Obama ordered government agencies to consider the costs of regulations and maximize public input in their development, while ensuring they are underpinned by science and that their impact on small businesses is taken into account.
Some rules place “unreasonable burdens on business -- burdens that have stifled innovation and have had a chilling effect on growth and jobs,” Obama said in an op-ed piece in the Wall Street Journal in which he unveiled his plans.
His initiative came as agencies work to implement hundreds of new regulations stemming from some of the president’s biggest legislative achievements to date -- major packages overhauling healthcare and the financial system.
“This is all about political protection,” said Ed Mills, an analyst at investment firm FBR Capital Markets.
Obama needs to be able to show he favors “smart regulation,” not regulation that burdens the economy, and his new push will give him something to highlight when Republicans and businesses attack him over the issue, Mills said.
Senior administration officials, on a conference call with reporters, focused on the impact of the review on environmental and health rules, with little mention of financial regulation.
The Securities and Exchange Commission, the Commodity Futures Trading Commission, the Federal Deposit Insurance Corp and the Federal Reserve are spared from the executive order.
“This may be great for non-financial companies, but I doubt it offers much hope for banks and other financial firms,” said Jaret Seiberg, an analyst at investment firm MF Global.
“They are facing hundreds of new rules, which is hampering their ability to expand credit,” he said.
OBAMA TO MEET BUSINESS GROUP
It was not immediately clear how far-reaching Obama’s new strategy would be in changing the way the government operates. He did not specify which regulations are unreasonably onerous.
The president has struck a more business-friendly tone since his Democrats lost majority control of the U.S. House of Representatives and saw their Senate majority reduced in November’s congressional elections.
Obama is scheduled to meet with the U.S. Chamber of Commerce, corporate America’s biggest lobbying group and a long-time foe of expanded regulations, on February 7.

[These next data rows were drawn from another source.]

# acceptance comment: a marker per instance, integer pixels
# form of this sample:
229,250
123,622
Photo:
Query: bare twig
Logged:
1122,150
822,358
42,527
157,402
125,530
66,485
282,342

Business leaders say regulations, including those being written for the healthcare and financial reform, have hurt job creation at a time of nearly double-digit unemployment.
They said agencies will have to put more regulatory enforcement and compliance information online, and that steps in this direction have already been taken by the Food and Drug Administration and the Environmental Protection Agency.
While vowing to eliminate rules that are “not worth the cost, or that are just plain dumb,” the president said his administration would not shy away from writing new rules to address “obvious gaps” in government oversight.